A primeira-ministra dinamarquesa chega à Groenlândia para continuar a tratar da “grave” crise com os EUA.

A primeira-ministra da Dinamarca, Mette Fredericksen, chega à Groenlândia, em 23 de janeiro de 2026.
PRIMERA MINISTRA DE DINAMARCA / X

MADRID 23 jan. (EUROPA PRESS) -

A primeira-ministra da Dinamarca, Mette Frederiksen, chegou nesta sexta-feira à capital da Groenlândia, Nuuk, para tratar com seu homólogo Jens Frederik Nielsen a “grave” crise aberta com as ambições soberanistas dos EUA sobre a ilha e, como último episódio, um “acordo-quadro” sobre o território anunciado pelo presidente norte-americano, Donald Trump, esta semana.

Durante seu passeio pelas ruas da capital, Frederiksen explicou à mídia que “estamos em uma situação grave” e que sua intenção é expressar ao primeiro-ministro da Groenlândia seu apoio “em um momento muito difícil”. “Precisamos estar muito próximos uns dos outros durante este período. Por isso, eu chamaria isso de um 'dia de trabalho' em que preparamos nossos próximos passos como Comunidade e reino", acrescentou.

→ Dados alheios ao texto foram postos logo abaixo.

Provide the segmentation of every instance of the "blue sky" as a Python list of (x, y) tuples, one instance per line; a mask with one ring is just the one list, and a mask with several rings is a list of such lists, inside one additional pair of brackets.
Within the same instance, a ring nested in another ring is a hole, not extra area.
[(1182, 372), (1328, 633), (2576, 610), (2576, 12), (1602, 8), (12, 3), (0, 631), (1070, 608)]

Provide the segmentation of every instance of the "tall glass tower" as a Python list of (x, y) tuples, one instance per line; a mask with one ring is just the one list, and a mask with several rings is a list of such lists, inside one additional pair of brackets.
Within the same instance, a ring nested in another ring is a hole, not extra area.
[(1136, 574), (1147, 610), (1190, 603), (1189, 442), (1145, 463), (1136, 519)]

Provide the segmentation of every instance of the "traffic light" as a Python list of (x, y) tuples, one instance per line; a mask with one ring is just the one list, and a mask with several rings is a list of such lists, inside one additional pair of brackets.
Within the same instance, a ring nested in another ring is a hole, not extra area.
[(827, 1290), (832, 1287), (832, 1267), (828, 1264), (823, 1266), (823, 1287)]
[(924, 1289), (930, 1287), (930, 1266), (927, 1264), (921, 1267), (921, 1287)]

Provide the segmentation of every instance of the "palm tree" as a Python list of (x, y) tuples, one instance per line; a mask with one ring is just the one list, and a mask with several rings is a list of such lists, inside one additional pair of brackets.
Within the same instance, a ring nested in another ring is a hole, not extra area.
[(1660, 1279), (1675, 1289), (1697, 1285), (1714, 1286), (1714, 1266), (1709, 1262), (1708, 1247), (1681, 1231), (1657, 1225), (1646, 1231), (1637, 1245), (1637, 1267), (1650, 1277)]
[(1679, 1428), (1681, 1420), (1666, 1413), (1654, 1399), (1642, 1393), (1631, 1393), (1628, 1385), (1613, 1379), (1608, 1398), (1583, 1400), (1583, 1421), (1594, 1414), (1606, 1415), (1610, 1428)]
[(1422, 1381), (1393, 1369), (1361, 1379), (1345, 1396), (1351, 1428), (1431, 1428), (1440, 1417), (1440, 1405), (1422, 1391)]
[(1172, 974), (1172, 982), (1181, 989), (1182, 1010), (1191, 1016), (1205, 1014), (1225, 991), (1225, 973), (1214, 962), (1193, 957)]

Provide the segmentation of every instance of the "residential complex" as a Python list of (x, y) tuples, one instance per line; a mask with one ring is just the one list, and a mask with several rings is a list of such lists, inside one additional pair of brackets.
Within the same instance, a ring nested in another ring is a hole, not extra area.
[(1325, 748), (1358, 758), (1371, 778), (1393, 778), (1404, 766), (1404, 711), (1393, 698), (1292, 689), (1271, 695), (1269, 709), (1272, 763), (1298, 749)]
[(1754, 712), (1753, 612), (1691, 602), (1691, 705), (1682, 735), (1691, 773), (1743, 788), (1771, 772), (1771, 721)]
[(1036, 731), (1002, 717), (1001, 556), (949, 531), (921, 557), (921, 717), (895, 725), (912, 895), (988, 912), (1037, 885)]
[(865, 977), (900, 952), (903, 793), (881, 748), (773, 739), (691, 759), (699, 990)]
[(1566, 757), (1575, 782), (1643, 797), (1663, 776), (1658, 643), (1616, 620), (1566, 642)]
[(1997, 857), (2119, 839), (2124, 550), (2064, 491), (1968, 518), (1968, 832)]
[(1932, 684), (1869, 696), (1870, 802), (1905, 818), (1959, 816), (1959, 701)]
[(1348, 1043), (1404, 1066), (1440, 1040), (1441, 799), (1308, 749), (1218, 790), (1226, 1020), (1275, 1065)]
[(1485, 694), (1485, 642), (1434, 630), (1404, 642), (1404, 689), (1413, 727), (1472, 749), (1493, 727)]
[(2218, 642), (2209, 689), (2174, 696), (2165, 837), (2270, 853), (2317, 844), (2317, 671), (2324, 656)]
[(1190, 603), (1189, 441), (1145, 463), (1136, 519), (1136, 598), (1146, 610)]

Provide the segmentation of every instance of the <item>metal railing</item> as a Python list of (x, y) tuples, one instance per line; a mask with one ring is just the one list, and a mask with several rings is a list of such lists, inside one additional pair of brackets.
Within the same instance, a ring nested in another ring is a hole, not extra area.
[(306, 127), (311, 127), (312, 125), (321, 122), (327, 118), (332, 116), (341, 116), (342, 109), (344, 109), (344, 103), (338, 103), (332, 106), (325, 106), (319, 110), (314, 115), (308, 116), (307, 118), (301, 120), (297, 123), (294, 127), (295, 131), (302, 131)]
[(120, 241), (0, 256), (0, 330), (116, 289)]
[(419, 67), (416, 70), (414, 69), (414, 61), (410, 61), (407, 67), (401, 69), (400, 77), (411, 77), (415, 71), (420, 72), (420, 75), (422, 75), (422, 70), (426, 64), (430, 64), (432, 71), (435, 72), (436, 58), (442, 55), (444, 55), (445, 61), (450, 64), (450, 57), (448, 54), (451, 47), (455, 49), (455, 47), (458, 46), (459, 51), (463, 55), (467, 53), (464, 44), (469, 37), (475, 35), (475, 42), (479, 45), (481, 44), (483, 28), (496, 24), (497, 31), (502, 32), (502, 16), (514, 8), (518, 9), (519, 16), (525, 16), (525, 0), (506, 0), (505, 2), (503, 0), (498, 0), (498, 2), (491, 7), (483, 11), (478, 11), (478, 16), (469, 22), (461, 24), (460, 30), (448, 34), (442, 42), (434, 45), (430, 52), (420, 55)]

Embora não tenham sido divulgados mais detalhes do acordo entre Trump e Rutte, o líder da OTAN garantiu que a soberania dinamarquesa sobre a Groenlândia "não foi abordada" durante seu encontro com o líder americano.

Em meio à falta de informações sobre a possibilidade de os EUA expandirem suas bases ou reivindicarem soberania parcial, o presidente americano limitou-se a indicar que “não há limite de tempo” quanto à vigência do acordo alcançado, assim como não haveria em relação às atividades do Exército dos Estados Unidos na Groenlândia: “Podemos fazer o que quisermos no âmbito militar”, defendeu.